The state is assessing how it can expand housing for migrants as New York City reaches its breaking point, Hochul said. There are more than 42,000 individuals in city shelters, Hochul said while applauding Democratic New York City Mayor Eric Adams’ efforts to continue to expand housing for migrants.
“We are identifying additional shelters. The city is overflowing,” Hochul said.
“The mayor has used every ounce of creativity with him and his team to find space, and we are asking for more space, were looking at hangars at JFK, we’ve asked for Floyd Bennett Field [an area operated by the National Park Service] to stand up a major operation, we have other facilities we have been talking about. We’ll be announcing more on that briefly,” Hochul said.
An influx of migrants began arriving to New York City in April 2022, when Republican Texas Gov. Greg Abbott started busing migrants from the southern border to the Big Apple.
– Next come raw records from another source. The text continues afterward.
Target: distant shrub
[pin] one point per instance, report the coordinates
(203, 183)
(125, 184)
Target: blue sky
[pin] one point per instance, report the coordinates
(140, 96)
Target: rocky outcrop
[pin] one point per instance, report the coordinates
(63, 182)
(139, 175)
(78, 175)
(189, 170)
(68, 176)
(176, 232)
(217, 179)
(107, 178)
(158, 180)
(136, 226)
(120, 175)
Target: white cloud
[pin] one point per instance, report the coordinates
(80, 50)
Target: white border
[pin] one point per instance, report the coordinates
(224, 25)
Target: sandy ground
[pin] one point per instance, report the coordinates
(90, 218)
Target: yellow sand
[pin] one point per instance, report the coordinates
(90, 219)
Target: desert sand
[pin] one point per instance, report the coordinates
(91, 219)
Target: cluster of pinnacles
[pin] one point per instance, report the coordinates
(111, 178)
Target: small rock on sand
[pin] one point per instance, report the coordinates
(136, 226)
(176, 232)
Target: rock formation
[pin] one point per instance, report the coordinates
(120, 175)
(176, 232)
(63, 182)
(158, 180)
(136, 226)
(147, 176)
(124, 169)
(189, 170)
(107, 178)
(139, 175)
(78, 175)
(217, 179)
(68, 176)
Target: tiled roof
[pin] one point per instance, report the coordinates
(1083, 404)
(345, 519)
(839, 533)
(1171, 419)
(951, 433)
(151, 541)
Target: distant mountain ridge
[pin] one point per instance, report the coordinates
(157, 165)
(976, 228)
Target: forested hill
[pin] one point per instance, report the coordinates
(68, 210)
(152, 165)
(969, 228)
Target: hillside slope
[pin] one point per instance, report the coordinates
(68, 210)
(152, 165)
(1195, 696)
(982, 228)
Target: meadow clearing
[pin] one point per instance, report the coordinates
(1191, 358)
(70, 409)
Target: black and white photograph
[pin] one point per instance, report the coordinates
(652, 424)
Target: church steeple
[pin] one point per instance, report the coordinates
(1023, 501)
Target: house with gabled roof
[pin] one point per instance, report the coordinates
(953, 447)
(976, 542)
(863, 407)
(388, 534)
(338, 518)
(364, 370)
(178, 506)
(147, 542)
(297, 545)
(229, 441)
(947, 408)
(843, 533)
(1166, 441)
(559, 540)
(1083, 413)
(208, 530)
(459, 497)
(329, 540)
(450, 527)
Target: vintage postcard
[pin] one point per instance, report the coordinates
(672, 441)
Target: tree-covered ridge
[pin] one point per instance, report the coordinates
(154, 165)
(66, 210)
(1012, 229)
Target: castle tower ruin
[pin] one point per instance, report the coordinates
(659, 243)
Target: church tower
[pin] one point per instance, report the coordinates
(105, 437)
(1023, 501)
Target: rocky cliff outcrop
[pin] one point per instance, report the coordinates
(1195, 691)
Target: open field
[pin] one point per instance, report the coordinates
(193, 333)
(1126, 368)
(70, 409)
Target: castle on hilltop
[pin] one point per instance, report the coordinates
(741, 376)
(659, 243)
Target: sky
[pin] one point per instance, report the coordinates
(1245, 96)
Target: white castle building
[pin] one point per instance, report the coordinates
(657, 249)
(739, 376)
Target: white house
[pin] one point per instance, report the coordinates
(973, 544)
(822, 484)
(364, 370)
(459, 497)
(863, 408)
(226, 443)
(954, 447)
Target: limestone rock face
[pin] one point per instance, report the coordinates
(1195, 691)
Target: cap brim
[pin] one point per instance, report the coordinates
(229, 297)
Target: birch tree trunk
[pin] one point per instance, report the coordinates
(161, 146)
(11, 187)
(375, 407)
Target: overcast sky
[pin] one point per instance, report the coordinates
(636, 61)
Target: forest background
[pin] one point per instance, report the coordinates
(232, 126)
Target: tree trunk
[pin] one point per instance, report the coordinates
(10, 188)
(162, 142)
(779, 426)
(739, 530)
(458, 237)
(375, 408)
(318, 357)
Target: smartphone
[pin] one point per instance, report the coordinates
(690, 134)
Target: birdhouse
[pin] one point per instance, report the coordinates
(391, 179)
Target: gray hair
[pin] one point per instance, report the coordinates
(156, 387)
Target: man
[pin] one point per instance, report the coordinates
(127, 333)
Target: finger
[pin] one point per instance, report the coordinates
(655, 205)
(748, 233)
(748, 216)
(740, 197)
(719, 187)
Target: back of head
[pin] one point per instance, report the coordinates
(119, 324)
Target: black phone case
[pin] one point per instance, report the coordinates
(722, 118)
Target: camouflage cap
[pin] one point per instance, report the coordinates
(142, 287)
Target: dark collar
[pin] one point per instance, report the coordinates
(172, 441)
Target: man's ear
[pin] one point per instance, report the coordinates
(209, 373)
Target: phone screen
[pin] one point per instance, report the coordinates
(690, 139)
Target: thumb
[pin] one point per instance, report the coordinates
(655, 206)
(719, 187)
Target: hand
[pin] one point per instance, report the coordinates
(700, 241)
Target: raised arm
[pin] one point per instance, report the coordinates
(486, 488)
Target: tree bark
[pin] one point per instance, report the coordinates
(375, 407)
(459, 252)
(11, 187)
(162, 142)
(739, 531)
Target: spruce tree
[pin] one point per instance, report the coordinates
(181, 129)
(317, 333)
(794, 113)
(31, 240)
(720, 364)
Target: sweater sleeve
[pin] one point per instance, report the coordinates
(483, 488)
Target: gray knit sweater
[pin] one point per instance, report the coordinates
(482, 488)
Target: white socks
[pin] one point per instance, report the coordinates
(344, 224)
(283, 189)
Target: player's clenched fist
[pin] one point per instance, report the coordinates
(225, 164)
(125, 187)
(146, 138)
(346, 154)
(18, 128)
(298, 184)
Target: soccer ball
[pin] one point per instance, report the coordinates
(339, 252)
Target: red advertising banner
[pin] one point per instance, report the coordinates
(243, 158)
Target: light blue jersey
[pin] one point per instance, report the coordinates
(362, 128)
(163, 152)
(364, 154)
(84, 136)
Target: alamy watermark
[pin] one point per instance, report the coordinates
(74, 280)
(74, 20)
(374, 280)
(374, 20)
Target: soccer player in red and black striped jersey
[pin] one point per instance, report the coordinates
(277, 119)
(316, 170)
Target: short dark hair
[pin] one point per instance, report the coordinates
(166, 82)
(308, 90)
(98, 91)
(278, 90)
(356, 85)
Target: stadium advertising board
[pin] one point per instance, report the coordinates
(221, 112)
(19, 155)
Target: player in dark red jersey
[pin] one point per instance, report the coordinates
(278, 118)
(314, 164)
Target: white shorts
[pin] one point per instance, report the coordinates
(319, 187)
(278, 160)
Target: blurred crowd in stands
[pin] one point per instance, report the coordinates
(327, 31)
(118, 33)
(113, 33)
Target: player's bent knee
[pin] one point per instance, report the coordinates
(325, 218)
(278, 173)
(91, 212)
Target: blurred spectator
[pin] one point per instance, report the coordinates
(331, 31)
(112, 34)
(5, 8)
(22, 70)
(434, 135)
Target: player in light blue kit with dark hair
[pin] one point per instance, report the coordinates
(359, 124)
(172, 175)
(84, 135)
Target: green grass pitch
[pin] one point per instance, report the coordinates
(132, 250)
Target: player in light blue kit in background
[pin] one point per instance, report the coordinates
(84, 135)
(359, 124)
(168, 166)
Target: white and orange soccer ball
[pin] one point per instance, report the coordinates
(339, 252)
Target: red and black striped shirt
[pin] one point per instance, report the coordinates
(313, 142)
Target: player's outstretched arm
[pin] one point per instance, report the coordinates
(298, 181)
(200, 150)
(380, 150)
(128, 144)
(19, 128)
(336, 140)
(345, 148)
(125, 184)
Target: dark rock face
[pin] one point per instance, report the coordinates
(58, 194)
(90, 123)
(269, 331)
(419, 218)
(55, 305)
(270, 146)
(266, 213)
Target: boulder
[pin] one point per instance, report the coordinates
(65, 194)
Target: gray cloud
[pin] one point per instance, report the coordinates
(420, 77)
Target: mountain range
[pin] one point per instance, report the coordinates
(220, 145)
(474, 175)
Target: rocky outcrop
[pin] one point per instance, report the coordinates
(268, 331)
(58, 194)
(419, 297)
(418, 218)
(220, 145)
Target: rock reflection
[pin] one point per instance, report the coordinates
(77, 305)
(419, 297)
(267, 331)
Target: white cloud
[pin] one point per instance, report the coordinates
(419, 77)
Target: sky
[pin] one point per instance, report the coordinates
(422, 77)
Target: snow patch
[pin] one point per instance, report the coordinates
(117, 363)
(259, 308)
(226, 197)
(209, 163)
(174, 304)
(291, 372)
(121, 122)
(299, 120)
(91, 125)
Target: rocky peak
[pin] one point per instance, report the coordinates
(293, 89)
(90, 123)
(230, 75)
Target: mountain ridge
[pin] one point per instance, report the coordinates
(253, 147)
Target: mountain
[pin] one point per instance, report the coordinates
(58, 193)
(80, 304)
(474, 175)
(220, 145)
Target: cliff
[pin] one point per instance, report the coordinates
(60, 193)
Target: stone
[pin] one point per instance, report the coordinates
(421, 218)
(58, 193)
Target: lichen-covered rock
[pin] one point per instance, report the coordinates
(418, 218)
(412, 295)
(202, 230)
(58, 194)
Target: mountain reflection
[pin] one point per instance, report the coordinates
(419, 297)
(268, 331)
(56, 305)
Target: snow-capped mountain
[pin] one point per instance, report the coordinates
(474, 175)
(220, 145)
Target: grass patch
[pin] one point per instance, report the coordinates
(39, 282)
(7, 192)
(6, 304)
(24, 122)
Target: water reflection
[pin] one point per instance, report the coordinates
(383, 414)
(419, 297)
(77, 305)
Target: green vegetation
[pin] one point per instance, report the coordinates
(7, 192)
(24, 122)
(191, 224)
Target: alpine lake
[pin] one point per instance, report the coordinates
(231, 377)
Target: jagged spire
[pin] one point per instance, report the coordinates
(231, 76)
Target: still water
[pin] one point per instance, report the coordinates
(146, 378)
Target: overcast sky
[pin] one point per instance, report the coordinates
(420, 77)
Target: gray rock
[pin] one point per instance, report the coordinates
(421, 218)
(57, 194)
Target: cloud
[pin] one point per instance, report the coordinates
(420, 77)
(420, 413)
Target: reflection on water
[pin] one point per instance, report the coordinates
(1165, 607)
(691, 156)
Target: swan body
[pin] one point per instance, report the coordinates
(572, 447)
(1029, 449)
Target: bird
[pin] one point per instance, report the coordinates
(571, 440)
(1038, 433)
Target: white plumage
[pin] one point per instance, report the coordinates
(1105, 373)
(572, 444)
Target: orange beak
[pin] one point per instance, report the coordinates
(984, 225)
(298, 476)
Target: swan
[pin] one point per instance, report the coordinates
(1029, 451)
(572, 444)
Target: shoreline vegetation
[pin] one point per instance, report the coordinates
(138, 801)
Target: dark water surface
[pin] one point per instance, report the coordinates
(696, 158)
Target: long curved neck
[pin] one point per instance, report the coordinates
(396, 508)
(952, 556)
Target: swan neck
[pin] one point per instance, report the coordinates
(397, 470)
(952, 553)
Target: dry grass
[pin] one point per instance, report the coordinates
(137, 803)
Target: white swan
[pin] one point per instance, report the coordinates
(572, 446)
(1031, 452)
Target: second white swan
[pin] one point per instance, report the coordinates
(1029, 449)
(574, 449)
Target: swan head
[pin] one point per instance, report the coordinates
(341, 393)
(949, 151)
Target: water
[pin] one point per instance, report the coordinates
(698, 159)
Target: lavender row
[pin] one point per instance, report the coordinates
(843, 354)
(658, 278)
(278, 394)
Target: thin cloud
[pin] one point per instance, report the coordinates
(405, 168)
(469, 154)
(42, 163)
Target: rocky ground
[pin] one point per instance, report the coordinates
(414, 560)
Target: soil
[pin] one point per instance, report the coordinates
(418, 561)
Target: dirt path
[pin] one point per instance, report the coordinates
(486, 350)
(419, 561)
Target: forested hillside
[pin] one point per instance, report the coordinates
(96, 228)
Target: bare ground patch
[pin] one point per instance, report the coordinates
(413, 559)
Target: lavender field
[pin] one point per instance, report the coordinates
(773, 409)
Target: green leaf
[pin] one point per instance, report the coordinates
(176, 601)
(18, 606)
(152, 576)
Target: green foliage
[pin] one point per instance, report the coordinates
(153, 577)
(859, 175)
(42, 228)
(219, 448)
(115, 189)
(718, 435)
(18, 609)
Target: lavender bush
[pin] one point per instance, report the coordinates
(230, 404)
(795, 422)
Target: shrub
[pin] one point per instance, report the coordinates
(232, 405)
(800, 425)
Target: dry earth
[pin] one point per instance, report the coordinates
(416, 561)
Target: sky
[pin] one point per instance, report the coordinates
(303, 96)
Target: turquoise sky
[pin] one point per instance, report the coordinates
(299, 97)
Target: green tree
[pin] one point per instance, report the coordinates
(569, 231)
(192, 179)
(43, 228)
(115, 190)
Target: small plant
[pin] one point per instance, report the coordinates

The city spends roughly $8 million per day to support the migrants.
Adams later began programs to bus migrants out of his city to an area near the northern border and to the suburbs, drawing the ire of several local jurisdictions.
Hochul has been working with the White House to expedite the handing out of work permits to the migrants in New York City, she said.
“More than anything, we need changes to the work authorization policies that will let these individuals not have to wait months and possibly years for legal status, but let’s get it in an expedited basis,” Hochul said, adding that the current wait is 180 days after a migrant files an asylum claim.
“We need this help from Washington,” Hochul said, adding there are 5,000 farm jobs, 5,000 food service jobs and 4,000 janitorial jobs available in the state.
She also is seeking more immigration judges to adjudicate migrants’ asylum cases, urging that some from out of state work remotely to provide support.
Federal authorities at the southern border recorded more than 2.3 million migrant encounters in fiscal year 2022 and more than 1.4 million so far in fiscal year 2023.